Saturday, October 11, 2008

Partisan Hackery

I've long believed Bob Herbert to be an unthinking partisan hack. I say unthinking because his articles are straight liberal talking points. One could say he is a committed, consistent liberal, but dogmatic ideological purity, whether liberal, conservative, or libertarian is not something to be celebrated.

There is a lot of blame to go around, but blaming the Republicans only is just stupid. This particular passage annoyed me:
Voters in the George W. Bush era gave the Republican Party nearly complete control of the federal government. Now the financial markets are in turmoil, top government and corporate leaders are on the verge of panic and scholars are dusting off treatises that analyzed the causes of the Great Depression.

Alternatively, one could argue that the Democrats have controlled congress since 2006 and their complete inability to do anything has resulted in the situation we have currently. I mean, this thing didn't start until the Democrats controlled congress. Ergo, the Democrats must be to blame.

Obviously, this logic is simplistic and fallacious. Yet, so are arguments about how the Republicans are solely to blame.

I don’t for a moment think that the Democratic Party has been free of egregious problems. But there are two things I find remarkable about the G.O.P., and especially its more conservative wing, which is now about all there is.

The first is how wrong conservative Republicans have been on so many profoundly important matters for so many years. The second is how the G.O.P. has nevertheless been able to persuade so many voters of modest means that its wrongheaded, favor-the-rich, country-be-damned approach was not only good for working Americans, but was the patriotic way to go.
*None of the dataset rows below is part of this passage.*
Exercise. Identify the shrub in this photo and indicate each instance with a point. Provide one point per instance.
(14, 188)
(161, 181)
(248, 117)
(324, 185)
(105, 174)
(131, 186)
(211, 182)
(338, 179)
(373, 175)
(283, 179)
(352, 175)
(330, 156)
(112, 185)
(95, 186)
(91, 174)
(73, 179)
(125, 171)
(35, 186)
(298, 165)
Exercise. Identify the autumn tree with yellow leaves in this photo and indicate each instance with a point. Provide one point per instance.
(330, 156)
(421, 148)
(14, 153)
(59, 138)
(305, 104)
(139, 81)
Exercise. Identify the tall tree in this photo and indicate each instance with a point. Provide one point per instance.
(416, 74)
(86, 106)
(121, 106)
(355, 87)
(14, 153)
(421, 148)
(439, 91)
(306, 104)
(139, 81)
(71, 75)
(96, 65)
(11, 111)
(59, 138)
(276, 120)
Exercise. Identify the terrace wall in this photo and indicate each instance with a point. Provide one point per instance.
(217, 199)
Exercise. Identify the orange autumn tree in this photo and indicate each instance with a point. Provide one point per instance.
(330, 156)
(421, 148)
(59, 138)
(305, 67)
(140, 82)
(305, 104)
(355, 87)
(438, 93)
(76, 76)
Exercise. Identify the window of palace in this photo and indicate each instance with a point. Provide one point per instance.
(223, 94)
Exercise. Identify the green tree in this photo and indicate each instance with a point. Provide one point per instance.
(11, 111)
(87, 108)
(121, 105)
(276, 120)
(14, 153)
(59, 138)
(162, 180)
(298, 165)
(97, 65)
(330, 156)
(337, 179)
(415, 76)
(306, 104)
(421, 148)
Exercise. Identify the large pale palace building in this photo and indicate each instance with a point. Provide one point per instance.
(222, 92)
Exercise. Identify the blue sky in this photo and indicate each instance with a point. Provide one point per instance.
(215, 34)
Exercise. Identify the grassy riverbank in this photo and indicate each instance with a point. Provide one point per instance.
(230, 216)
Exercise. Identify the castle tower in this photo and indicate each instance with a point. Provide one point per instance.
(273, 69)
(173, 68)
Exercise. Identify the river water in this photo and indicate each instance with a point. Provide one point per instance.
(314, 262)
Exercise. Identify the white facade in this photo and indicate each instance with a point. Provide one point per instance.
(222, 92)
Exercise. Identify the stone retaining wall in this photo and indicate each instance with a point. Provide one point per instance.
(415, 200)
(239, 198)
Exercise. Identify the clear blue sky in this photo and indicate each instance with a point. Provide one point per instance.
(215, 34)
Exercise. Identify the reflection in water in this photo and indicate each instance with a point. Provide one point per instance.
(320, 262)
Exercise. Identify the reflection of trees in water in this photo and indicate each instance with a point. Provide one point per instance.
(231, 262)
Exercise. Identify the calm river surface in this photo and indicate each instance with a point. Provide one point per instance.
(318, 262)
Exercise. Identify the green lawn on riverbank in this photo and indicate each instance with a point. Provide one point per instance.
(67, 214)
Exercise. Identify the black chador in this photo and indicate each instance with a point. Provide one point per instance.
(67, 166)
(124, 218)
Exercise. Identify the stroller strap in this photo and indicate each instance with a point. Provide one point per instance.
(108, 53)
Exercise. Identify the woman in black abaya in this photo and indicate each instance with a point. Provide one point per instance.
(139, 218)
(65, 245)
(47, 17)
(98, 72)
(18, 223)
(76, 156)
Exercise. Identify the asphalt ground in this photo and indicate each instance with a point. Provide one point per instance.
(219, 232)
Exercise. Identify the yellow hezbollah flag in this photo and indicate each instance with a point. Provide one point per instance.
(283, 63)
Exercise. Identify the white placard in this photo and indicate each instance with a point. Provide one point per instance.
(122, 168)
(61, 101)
In a moment of unusual candor, Reagan’s own chairman of the Council of Economic Advisers, Martin Feldstein, gave three reasons for the growth of the deficit: the president’s tax cuts, the increased defense spending and the interest on the expanding national debt.

Personally, I find the keep cutting taxes because deficits don't matter to be the opposite of conservatism. What the Bush administration has been is economic populist and authoritarian, not conservative as far as I am concerned. Even so, I don't hear anybody saying that the profligacy of the federal government is the reason for this turmoil.

So, I am not sure that Herbert makes his original point:
For the nitwits who vote for the man or woman they’d most like to have over for dinner, or hang out at a barbecue with, I suggest you take a look at how well your 401(k) is doing, or how easy it will be to meet the mortgage this month, or whether the college fund you’ve been trying to build for your kids is as robust as you’d like it to be.

He could have followed up that paragraph with a call for Washington, both sides of the aisle, to act like grown-ups. Bush needs to get his head out of his ass, but Pelosi needs to grow up and stop trying to score political points with speeches before a vote that could decide the fate of our economy. Likewise, House republicans need to grow up and not claim a petty speech by the other side is the reason they voted against the bill.

Both parties are filled with fucking morons and self-aggrandizing assholes. I can understand how the schadenfreude of financial capitalism collapsing appeals to progressives, and they think the necessity of a bailout justifies their belief that more government intervention in the economy over the long-term is better. But that's wrong.

Nobody fulls understands the crisis. If anything started it, it was homeowners taking out risky mortgages, for which both parties are to blame if politicians, rather than the homeowners themselves, are to blame at all.